Expect fee if paying upcoming Hamilton County property taxes online

photo Hamilton County Trustee Bill Hullander talks in the stock room of the Trustee's satellite office in the Bonny Oaks Industrial Park in this file photo.

Hamilton County residents who try to pay property taxes online may experience some sticker shock when they see how much convenience can cost.

Tax bills will be arriving in mailboxes soon and people can start paying them Oct. 1, according to Trustee Bill Hullander. His office also collects property taxes for Collegedale, East Ridge, Lakesite, Red Bank, Ridgeside, Soddy-Daisy and Walden.

Residents will have a few payment options -- some more costly than others.

Along with the tried-and-true methods of paying in person at the trustee's office or spending 46 cents for postage, residents can pay the taxman online. But plastic users beware: Convenience has a price. It's 2.75 percent of the bill, nearly 3 cents on the dollar, to pay online with a credit card.

That means someone paying taxes on a $200,000 property, which yields a $1,383 bill, would pay an additional $38 to file with a credit card online.

Internet users are better off using an electronic check, Hullander said, which carries a flat fee of $2.75 for each transaction.

"It doesn't matter if it's $30 or $3,000 in taxes," Hullander said.

The convenience fee isn't an additional tax, he said. In fact, the money doesn't go to Hullander's office or anywhere in Hamilton County.

Fees for paying taxes online go to Business Information Systems, a Piney Flats, Tenn., company that provides credit card processing for the vast majority of counties in Tennessee. Its customers include trustee offices, county clerks, court clerks and other fee-collecting government agencies.

In 2012, Hullander said the county generated $248 million of property tax. Of that, only $3.1 million was paid online, generating $69,000 in fees paid to the company, he said. Online fees represented 3,798 of the county's 168,000 parcels, he said.

It's a pretty good deal for Hullander and other government agencies -- they don't pay a dime for the service. But Hullander said he is going to look around for a better deal for taxpayers in January, when his office's four-year banking contract is up.

"That 2.75 percent is something they charge, and we never see it," he said. "We have everything in the world we can think of so they don't have to use a credit card."

The trustee's office has been working with BIS since before Hullander took office in 2010.

According to David Stone, Henry County trustee and president of the Tennessee County Trustees Association, many offices in the state have been working with BIS for some time.

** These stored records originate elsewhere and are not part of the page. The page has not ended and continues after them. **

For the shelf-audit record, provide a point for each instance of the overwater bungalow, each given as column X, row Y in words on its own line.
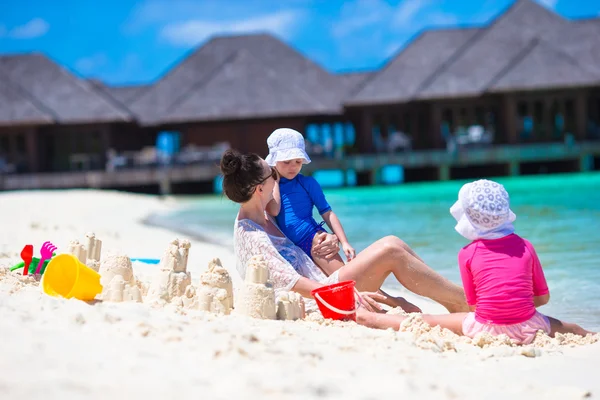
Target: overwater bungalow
column 518, row 95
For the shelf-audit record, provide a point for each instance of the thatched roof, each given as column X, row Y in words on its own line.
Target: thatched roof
column 17, row 107
column 229, row 75
column 56, row 92
column 258, row 76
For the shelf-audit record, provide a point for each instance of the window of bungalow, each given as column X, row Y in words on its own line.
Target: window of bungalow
column 557, row 120
column 570, row 127
column 408, row 124
column 447, row 128
column 338, row 137
column 420, row 137
column 312, row 134
column 350, row 134
column 593, row 125
column 4, row 146
column 539, row 125
column 377, row 134
column 480, row 116
column 327, row 139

"Back in 2005, [BIS] worked with the trustees association about hosting a website ... that allows for every county to collect property taxes online. They don't charge anything to the counties. However, when you do pay your taxes online, you do pay a 2.75 percent fee. ... They [BIS] are the ones who manage the website and update it," Stone said.

Some counties absorb the fee, but many don't because so few residents pay property taxes with a credit card.

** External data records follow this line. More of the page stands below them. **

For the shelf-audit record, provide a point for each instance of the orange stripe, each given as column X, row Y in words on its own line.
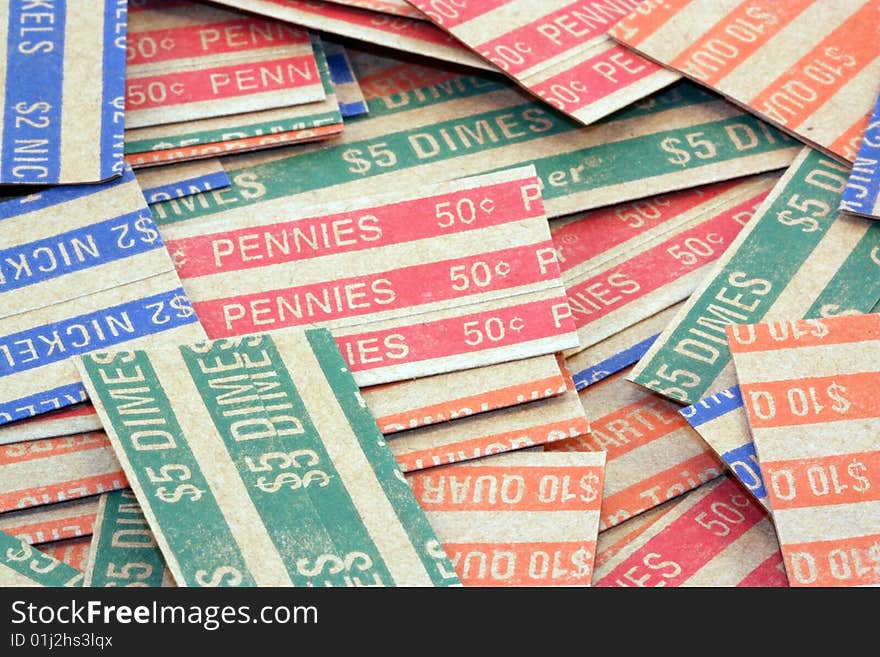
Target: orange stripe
column 848, row 50
column 813, row 400
column 722, row 39
column 626, row 429
column 69, row 490
column 847, row 145
column 567, row 563
column 647, row 19
column 494, row 444
column 842, row 562
column 500, row 488
column 479, row 403
column 838, row 479
column 792, row 334
column 663, row 486
column 45, row 448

This way, only taxpayers who use the service are paying for it, he said.

Stone said people who use credit cards to pay taxes are usually in a business that requires them to travel, or don't have the money to pay the full tax debt.

But the system is convenient for more than taxpayers, he said.

"It does help the title companies and people who are researching properties. Because they used to have to come to the public access office and look that stuff up," he said.

The company did not return phone calls for comment Friday.

Hullander said property taxes will be due Feb. 28, 2014, and residents will be able to make partial payments. Balances that are late will incur 1.5 percent interest each month after February, he said.